The word polyamorous comes from the Ancient Greek ‘polloí’ and Latin ‘amor’. This literally means ‘many loves’, whether monogamy stems from ‘monos’ meaning single. And at its most basic, that is what polyamory is – but it can also be a way of life and a revolutionary way of viewing relationships (whether that be sexual, romantic or even platonic).
Non-monogamy involves a lot of trust and direct communication with your partner(s). Being polyamorous and having multiple partners is not the same as cheating – in ethically non-monogamous relationships, everyone is aware of what’s going on and clear boundaries are established.
Polyamory comes in all shapes and sizes (it’s not all effortless threesomes sadly). Let’s take a look at some common styles of non-monogamy.
Some people may have one primary romantic partner and have sexual relationships with other people. This could also include threesomes or group sex. These types of open relationships are usually seen as hierarchical, as the people involved tend to prioritise their main romantic partner over their other relationships. There’s nothing wrong with having hierarchies in place, as long as everyone involved knows where they stand.
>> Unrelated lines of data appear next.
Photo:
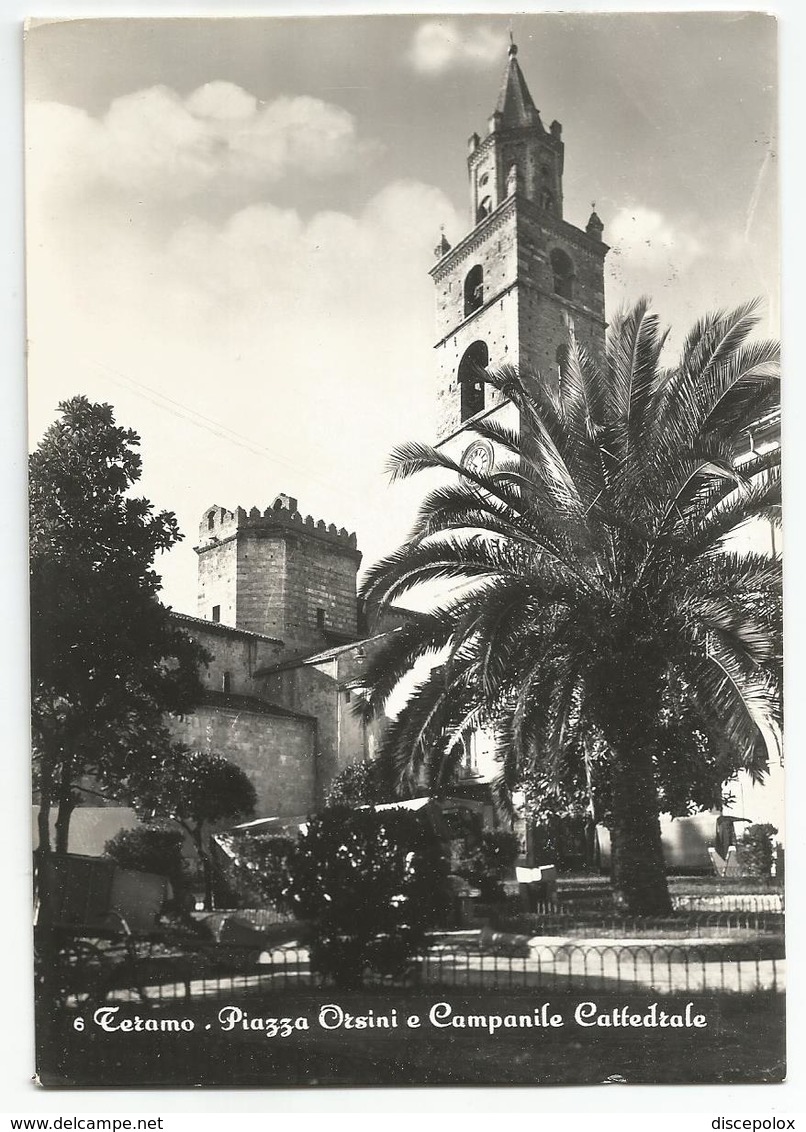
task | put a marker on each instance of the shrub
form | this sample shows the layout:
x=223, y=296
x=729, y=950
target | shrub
x=370, y=884
x=259, y=872
x=755, y=849
x=148, y=849
x=486, y=865
x=154, y=849
x=362, y=785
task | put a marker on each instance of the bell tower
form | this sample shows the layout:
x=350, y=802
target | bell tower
x=508, y=290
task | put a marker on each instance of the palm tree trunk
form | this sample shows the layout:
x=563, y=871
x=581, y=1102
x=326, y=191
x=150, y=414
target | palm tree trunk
x=639, y=873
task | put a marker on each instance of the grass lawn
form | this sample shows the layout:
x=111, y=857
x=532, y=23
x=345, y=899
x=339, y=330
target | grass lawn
x=742, y=1042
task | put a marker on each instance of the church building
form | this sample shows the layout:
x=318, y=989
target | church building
x=507, y=292
x=277, y=609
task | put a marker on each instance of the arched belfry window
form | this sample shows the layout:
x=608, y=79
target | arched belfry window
x=563, y=271
x=471, y=379
x=473, y=290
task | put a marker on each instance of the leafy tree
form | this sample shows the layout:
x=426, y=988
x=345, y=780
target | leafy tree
x=106, y=659
x=362, y=785
x=195, y=789
x=487, y=863
x=371, y=884
x=756, y=849
x=590, y=581
x=152, y=849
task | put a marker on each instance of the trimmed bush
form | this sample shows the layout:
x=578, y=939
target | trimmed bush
x=487, y=865
x=148, y=849
x=370, y=884
x=755, y=849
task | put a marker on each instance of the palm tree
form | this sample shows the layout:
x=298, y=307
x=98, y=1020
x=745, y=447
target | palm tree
x=584, y=583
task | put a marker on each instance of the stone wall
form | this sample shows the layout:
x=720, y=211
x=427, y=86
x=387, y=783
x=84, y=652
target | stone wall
x=522, y=320
x=279, y=574
x=276, y=752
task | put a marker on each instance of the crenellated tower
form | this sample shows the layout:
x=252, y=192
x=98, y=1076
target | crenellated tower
x=507, y=291
x=280, y=574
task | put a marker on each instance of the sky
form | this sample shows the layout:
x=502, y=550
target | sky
x=230, y=224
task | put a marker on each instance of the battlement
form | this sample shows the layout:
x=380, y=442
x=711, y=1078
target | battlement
x=219, y=524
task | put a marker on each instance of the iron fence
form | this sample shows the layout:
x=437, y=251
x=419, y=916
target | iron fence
x=685, y=923
x=572, y=966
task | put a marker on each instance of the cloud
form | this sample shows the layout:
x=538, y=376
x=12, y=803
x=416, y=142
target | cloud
x=310, y=335
x=646, y=241
x=443, y=44
x=161, y=146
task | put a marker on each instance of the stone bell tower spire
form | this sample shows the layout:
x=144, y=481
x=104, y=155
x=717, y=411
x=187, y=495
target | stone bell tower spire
x=508, y=290
x=517, y=152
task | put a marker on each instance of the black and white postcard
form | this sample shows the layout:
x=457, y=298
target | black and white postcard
x=405, y=550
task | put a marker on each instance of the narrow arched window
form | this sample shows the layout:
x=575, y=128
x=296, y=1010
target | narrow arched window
x=473, y=290
x=563, y=272
x=483, y=209
x=471, y=379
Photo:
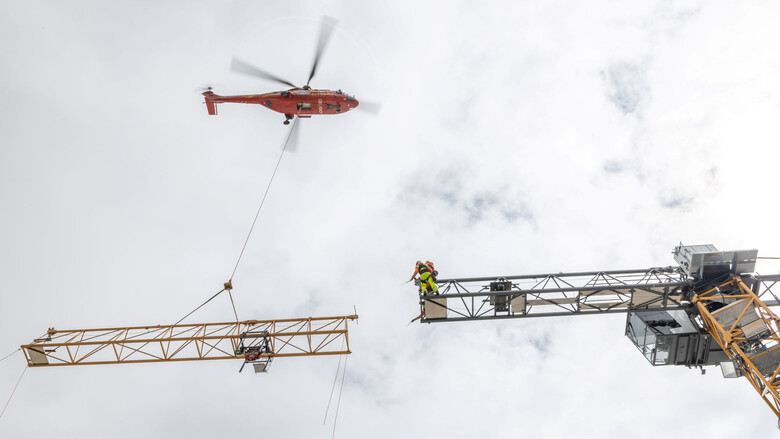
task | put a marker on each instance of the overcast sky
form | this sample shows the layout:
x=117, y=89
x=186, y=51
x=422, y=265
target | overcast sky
x=514, y=137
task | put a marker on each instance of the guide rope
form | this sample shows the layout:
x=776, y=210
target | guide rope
x=335, y=379
x=338, y=403
x=14, y=391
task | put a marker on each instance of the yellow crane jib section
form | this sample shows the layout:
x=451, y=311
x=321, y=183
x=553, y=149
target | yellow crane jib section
x=186, y=342
x=748, y=331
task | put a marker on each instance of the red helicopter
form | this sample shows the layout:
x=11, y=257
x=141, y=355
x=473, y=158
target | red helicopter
x=303, y=102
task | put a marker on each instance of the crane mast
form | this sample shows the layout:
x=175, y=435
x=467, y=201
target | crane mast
x=709, y=309
x=255, y=341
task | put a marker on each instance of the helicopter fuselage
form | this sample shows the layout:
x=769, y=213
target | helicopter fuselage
x=300, y=102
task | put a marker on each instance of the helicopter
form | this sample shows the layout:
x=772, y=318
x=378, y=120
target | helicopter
x=301, y=102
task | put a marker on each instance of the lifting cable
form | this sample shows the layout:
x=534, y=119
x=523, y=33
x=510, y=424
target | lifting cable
x=292, y=129
x=229, y=284
x=14, y=391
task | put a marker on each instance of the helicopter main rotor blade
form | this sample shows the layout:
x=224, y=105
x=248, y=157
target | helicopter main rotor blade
x=326, y=30
x=239, y=66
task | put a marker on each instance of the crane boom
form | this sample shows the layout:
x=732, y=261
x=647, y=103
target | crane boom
x=711, y=309
x=251, y=340
x=554, y=294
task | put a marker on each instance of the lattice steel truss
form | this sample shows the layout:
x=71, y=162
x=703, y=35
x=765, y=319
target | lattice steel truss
x=559, y=294
x=555, y=294
x=207, y=341
x=748, y=331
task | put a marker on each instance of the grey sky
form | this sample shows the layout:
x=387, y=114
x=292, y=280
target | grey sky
x=504, y=146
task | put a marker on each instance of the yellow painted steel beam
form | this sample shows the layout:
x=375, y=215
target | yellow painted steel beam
x=310, y=336
x=747, y=311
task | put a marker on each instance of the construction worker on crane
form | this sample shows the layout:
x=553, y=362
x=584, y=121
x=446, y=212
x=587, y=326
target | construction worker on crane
x=427, y=277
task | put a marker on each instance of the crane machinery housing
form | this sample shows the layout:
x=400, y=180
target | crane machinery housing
x=709, y=309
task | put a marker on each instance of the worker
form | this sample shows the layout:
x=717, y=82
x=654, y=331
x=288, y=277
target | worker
x=427, y=277
x=434, y=273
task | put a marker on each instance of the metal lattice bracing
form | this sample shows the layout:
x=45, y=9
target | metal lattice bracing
x=748, y=331
x=560, y=294
x=555, y=294
x=207, y=341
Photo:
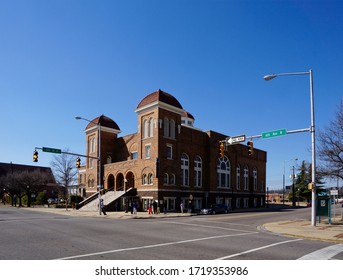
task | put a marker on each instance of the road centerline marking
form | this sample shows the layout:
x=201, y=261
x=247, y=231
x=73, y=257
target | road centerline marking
x=324, y=254
x=258, y=249
x=155, y=245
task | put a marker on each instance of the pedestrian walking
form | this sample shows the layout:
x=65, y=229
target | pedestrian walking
x=150, y=209
x=134, y=206
x=102, y=207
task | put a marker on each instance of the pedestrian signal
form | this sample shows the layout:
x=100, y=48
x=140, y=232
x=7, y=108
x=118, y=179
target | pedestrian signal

Apposed to open relationships, in non-hierarchy polyamory, all partners are treated as equally as possible. There is no main or primary partner – instead people may choose to call the person they live with their nesting partner.
Relationship anarchists aim to deconstruct the typical societal standards placed on relationships, including platonic ones. They ask, why can’t we care for and love our friends as deeply as we love our partners? Their philosophy argues that both connections are equally as important. Watch the video below from polyamorous creator Leanne Yau for a more in-depth explanation.
Kitchen table poly
The premise of kitchen table polyamory is that you, your partners and your partner’s partners (called metamours in the community) would all be comfortable sitting around a kitchen table together. In this relationship style, everyone in the group (or polycule) knows each other and is at least acquaintances.
This may seem contradictory, but the aim of solo polyamory is to focus on yourself whilst dating multiple people. Solo polyamorists want to maintain their independence, so may desire to live alone, have their own finances and not have children.
Non-monogamy certainly isn’t for everyone, but if it’s something that interests you, do some more research about it. If you’re currently in a relationship, talk to your partner. If you decide it’s something you want to pursue, you should both be enthusiastic about it. If you’re single, be upfront with new people about your desires. There’s no correct way to be polyamorous – just make sure you communicate, communicate, and communicate some more.